Relative velocities, and positions

[d=vt+1/2at^2]

Homework Statement

-Ship A is located 4 km north and 2.5 km east of ship B
-ship A has a velocity of 22km/h south
-ship B has a velocity of 40km/h in a direction 37 degrees north of east

a) Find the velocity of A relative to B in unit vector notation, with i towards the east
b) Write an expression in terms of i and j for the position of A relative to B as a function of t, where t = 0 when the ships are in the positions described above
c)at what time is the separation between the ships least?
d) What is that least separation?

Homework Equations

The Attempt at a Solution

I believe the answer to part a, is V(A) = -22j

I have absolutely no idea how to do b, c, or d

Please do not solve the question for me, but if someone could point me in the right direction, it would be GREATLy appreciated!

 

[latrocinia]

a) you have to divide to vectors in different components, so for example the vector that describes the motion of A = (0i, -22j). You should do the same for B.

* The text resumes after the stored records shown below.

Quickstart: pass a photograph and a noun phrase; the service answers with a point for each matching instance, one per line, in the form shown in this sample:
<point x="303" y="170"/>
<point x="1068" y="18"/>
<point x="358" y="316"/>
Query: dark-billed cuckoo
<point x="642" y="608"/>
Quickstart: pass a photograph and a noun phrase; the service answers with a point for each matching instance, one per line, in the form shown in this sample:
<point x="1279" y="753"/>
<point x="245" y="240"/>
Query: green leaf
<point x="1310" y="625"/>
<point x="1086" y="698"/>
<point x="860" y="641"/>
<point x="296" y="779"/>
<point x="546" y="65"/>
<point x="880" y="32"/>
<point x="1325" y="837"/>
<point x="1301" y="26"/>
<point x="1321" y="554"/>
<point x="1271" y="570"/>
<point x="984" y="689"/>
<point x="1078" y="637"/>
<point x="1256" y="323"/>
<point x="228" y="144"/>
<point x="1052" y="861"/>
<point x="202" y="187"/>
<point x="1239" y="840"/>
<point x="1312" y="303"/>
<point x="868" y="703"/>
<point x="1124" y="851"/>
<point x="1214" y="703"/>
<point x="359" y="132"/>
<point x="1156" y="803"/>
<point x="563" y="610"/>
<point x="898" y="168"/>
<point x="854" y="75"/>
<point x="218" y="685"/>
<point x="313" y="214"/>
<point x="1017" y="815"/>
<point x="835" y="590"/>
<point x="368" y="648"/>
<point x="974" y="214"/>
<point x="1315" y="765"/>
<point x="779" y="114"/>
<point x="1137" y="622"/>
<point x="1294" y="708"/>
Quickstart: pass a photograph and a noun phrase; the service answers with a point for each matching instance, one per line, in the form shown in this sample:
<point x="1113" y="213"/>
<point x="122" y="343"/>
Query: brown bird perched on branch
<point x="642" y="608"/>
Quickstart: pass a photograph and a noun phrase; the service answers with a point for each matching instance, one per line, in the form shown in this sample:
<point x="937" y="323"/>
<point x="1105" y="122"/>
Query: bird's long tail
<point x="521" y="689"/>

b) if you have the relative velocity we can assume that one of the ships doesn't move (which is the definition of 'relative motion'). so you begin with the initial distance between the ships and you this is becoming less by the second with the relative velocity.

 

[d=vt+1/2at^2]

Ok, I got a and b, and now I am stuck on C. How do I find the time when the separation of the ships is the least?

 

[latrocinia]

i don't know which formula you have fabricated at b. but if b is correct you can do two things to solve c.

1) you can plot it with on the y-axis the distance between the ships (delta x) and on the x-axis the time. this way you can see at what time the minimum occurs.

2) you can differentiate the function you found at b ( dx/dt). for the minimum let this equal to 0. since then you have a maximum or minimum found in your function. but i don't know if you are advanced enough to know this technique.

 

[d=vt+1/2at^2]

My formula for B is correct, i tested it out on graph paper.

I got: -40cos37it - 46.1jt + 2.5i + 4j

To summarize, after one hour (since the velocities are in km/h), relative to ship B, ship A is (-40cos37+2.5) units West of ship B, and (-46.1+4) units south of ship B.